You probably know, or should know, that your cellphone is tracking your location everywhere you go. But whether law enforcement officials should have access to that data is at the center of a constitutional debate.
Matt Blaze, a professor of computer and information science at the University of Pennsylvania, says location tracking is key to how the cell system operates.
“As you move around, your phone is constantly checking to see whether the tower that it’s currently registered with is the best one, or whether there’s a better tower with a stronger signal coming in range,” he says. Cellphone companies store that information so they can deliver better service.
That’s handy for the police. Law enforcement agencies across the country already subpoena phone location data regularly. The district attorney for Suffolk County, Mass., regularly asks phone companies for cellphone location information.
The subpoenas are “part of almost every major case, including homicide, in some cases, sexual assault, drug trafficking cases,” says Jake Wark, a spokesman for the office.
While the National Security Agency has conceded that it does collect records of U.S. phone traffic, it says it does not currently track the location of cellphones. But the agency also says that it would be legal to collect that information.
In Massachusetts, A Test Case
In many states, the use of that data has led to a movement to protect cellphone location information. One cellphone search, in particular, could serve as a test case for civil liberties groups challenging law enforcement’s access to such information.
Shabazz Augustine stands accused of murdering a former girlfriend nine years ago. Massachusetts state prosecutors want to use information they got about the location of his cellphone at the time.
Matt Segal, legal director of the ACLU of Massachusetts, told the state’s high court that the evidence should be thrown out, because police got it using a simple subpoena, not a search warrant.
“All the government has to show is that the information they’re requesting is relevant and material to an ongoing investigation,” Segal says.
That standard is too low, he says, and encourages searches before a crime is committed — like the collection of nearly all the nation’s phone traffic by the NSA. The government relies on that same relevance standard to justify collecting bulk phone records.
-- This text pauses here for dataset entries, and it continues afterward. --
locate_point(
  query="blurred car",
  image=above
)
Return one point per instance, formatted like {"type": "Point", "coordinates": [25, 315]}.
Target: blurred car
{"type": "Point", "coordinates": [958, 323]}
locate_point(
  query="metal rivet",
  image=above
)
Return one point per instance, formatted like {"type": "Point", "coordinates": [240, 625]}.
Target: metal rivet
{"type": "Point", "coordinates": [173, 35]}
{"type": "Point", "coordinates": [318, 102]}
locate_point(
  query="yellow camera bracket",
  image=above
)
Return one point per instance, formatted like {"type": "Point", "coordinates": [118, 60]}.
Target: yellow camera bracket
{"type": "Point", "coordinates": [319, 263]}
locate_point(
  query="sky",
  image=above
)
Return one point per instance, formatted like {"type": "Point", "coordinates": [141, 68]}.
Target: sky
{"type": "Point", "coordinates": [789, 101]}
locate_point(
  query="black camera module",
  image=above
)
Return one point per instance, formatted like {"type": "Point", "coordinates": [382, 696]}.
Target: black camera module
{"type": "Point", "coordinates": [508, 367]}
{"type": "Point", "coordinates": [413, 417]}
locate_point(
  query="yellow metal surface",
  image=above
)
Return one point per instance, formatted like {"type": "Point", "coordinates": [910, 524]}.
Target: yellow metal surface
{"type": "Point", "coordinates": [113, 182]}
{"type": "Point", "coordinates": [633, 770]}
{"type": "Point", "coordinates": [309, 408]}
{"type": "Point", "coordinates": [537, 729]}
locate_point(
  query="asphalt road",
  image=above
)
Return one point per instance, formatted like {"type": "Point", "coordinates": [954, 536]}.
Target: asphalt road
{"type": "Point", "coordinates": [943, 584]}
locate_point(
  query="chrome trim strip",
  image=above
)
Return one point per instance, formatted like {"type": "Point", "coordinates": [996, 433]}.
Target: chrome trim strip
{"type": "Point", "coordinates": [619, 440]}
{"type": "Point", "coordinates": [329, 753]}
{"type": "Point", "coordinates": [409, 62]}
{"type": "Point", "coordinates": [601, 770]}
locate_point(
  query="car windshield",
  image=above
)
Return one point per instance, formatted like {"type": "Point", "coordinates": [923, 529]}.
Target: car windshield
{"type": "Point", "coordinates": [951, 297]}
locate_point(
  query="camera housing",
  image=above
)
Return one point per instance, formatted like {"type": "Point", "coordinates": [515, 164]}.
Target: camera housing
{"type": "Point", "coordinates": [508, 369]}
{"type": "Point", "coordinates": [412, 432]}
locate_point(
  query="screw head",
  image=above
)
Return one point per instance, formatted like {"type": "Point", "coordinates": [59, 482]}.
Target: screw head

Now, groups like the ACLU are arguing in court that widespread use of cell location data shows that digital information needs stronger protections. Segal says it should be released only when it meets a higher standard: probable cause to show someone has committed a crime.
“What we’re focused on is the possibility that governments are obtaining this kind of location information on many people who have not committed crimes,” Segal says.
The ‘Third-Party Rule’
The New Jersey Supreme Court has already backed the idea that cellphone location information is so revealing, it should be better-protected. Montana, Maine and other states have also passed laws backing the same approach.
Those state efforts have given hope to civil libertarians that they can get the federal courts to go along — something that might put chains on the NSA. But Orin Kerr, a law professor at George Washington University, says, not so fast.
“The state cases have no direct impact on federal standards, because they’re interpreting state constitutions, not the federal Constitution,” he says.
Federal courts have ruled consistently that the location of your cellphone is just like any other business record: already out of your possession, and not protected by the Fourth Amendment. Until the U.S. Supreme Court says otherwise, Kerr says, information you give to a provider is fair game.
“So far, courts have applied the third-party rule across the board. So as long as the information is disclosed to a third party, that’s it,” he says.
Civil liberties groups point out that federal standards rest on Supreme Court rulings that date back decades, before mobile technology became so commonplace. They hope a cascade of favorable decisions in the states might push the federal courts to see digital information differently.